OT Interviews: Five Questions with ESCAPE Project’s Dr. Massimiliano Vasile

14th Nov 2022
OT Interviews: Five Questions with ESCAPE Project’s Dr. Massimiliano Vasile

This week, Orbital Today continues its “Five Questions With…” interview series with ESCAPE Project head, University of Strathclyde professor Dr. Massimiliano Vasile. ESCAPE, short for Exploration of the SpaceCArrying capacity ProblEm, is one of several projects in which Dr. Vasile explores the limits of our ability to sustainably develop the space industry.

What is the ESCAPE project and what brought it about?

Regarding ESCAPE and how it came about, years ago, the life cycle of a space system was of no interest. It’s become a fashionable thing to do because it’s become a serious problem. ESA and other agencies started asking how many satellites could be in an orbit before it’s too much. Their metrics for an orbit’s capacity consider the total density in the orbit.

It’s a statistical assumption, but you don’t have any real knowledge of whether a satellite you put up will survive. So, instead, in ESCAPE, we mimic an environmental and ecology approach and ask if this environment is thriving. In space, the main resource is space itself. In other studies, they’re not measuring space, they’re measuring probabilities.

We can find a more detailed description of how many objects can coexist without a collision because almost any collision can have serious consequences.

Considering how many satellites are being launched these days, who would be interested in changing the way things are done now?

Governments are interested in knowing these things, and insurance companies will be as well.
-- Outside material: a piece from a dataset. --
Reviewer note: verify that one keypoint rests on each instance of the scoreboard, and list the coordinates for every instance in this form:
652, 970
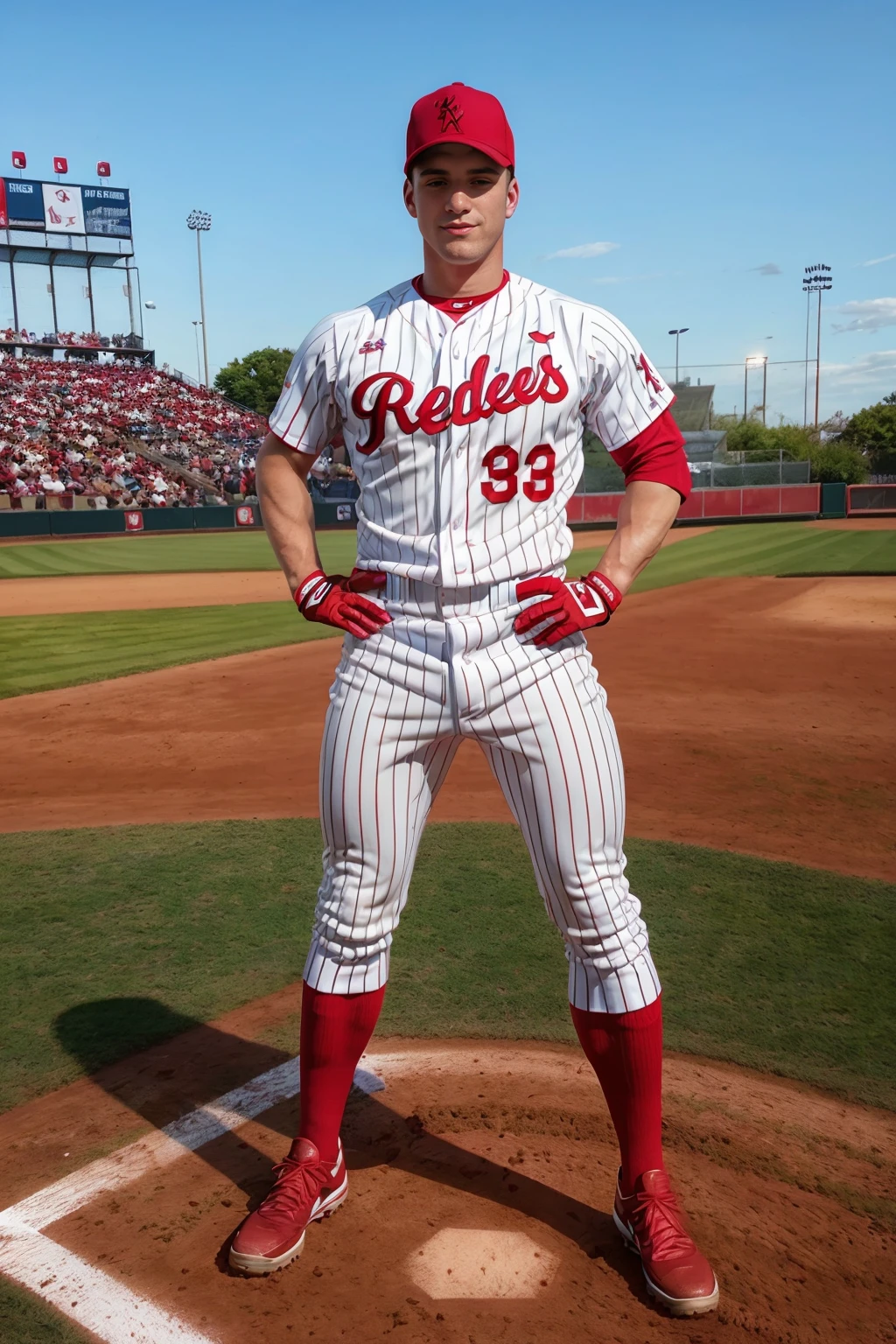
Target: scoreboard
62, 208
The insurance companies do not have a good way to know how to insure something in space.

Looking at space debris used to be insular; the people who were looking at space debris were only looking at space debris. The EC and ESA and others progressively ramped up their attention, especially after the 2009 Iridium and Cosmos collision, and the Chinese anti-satellite ‘experiments’.
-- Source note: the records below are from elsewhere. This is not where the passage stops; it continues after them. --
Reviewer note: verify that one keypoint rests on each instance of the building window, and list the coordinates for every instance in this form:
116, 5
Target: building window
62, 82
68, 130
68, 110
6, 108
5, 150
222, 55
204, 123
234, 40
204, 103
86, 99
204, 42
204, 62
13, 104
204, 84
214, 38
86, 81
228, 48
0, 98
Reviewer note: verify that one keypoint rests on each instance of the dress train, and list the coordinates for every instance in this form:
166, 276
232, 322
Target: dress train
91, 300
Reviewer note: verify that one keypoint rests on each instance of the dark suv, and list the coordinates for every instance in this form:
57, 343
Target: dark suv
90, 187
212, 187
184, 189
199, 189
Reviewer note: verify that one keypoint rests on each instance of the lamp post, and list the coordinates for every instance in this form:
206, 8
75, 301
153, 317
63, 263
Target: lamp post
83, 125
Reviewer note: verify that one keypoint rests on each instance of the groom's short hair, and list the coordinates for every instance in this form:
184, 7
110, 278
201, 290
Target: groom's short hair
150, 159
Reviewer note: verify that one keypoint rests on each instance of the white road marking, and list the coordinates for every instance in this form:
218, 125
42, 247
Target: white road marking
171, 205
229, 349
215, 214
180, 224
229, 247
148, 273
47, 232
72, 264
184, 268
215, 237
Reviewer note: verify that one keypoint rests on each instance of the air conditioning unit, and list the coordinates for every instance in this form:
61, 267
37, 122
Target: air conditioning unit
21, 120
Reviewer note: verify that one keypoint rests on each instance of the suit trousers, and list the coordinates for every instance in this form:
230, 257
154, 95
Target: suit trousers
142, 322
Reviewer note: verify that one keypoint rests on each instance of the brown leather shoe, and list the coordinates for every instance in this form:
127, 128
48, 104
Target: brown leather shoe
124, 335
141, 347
Insurance companies will become involved not far in the future. There are so many people looking at the problem now. But there is a great question mark in what’s the risk and how much do you have to pay. And then, there is a lot of stuff that is unknown and cannot be known.

For instance, if you insure a car, the insurer knows everything about it. And if you have an accident, the insurer often sends the car t a mechanic the insurer knows, so he knows everything about that. And you can easily insure an airplane. But not a spacecraft.

And in this case, you can’t leave it completely in the hands of the private sector. At the end of the day, it becomes a matter of regulation, of managing traffic, and fines.

Would private industry accept regulation in space, though?

Commercial companies will have to come around to regulation because they’ll understand that they can’t operate without it. Before the New Space era, management had been in the hands of the military to keep their things safe. That isn’t going away. But at the same time, New Space has become a really important source for economic return. Operators will want a safe way to operate in space and there will be a choice.

If you look at Air Traffic Control, it’s something that happened little by little. Air traffic is heavily regulated, and no operator would be able to work by ignoring it and we’ll reach a similar point someday.

But fundamentally, space grew in a different way. It started essentially with two nations, and shifted with the balance of power. And with the rise of commercial operators, there’s a lot more push to be regulated.

But as of now, there’s no real understanding of the risk. And the issue is that there is no real mechanism to enforce the rules. China blew up its own satellite. That’s a real problem. If you blow up a car, the debris is in a relatively confined area. But in space, that area keeps growing. So enforcement is a sticking point. If you blew up a satellite, the debris keeps diffusing, and you end up damaging everything in a region of space. But because you can’t track debris…

Who cleans up what in space?

The military is now realizing that it’s a much bigger problem than before; governments are becoming aware that the problem’s growing very quickly. The irony is that science and technology had anticipated the issue but hadn’t received funding to look into it.

At the same time, there are companies talking about recovering satellites, but not this kind of removal. There’s no commercial gain to be had. It’s like a snow plow on the highway. It must be the government that handles this.

ESCAPE has received ESA funding. Where does the funding for space science projects in the UK come from these days?

UK Space Agency is making funding calls in general. MoD is putting money into this as they find satellites very interesting. The research councils are not emphasizing space overall, but the STFC are interested in sensors.
If you’re looking outside the UK, ESA is absolutely fundamental. There’s some funding from the European Office of the USAF. Otherwise, it comes down to cooperation with other countries’ companies, but the options are limited.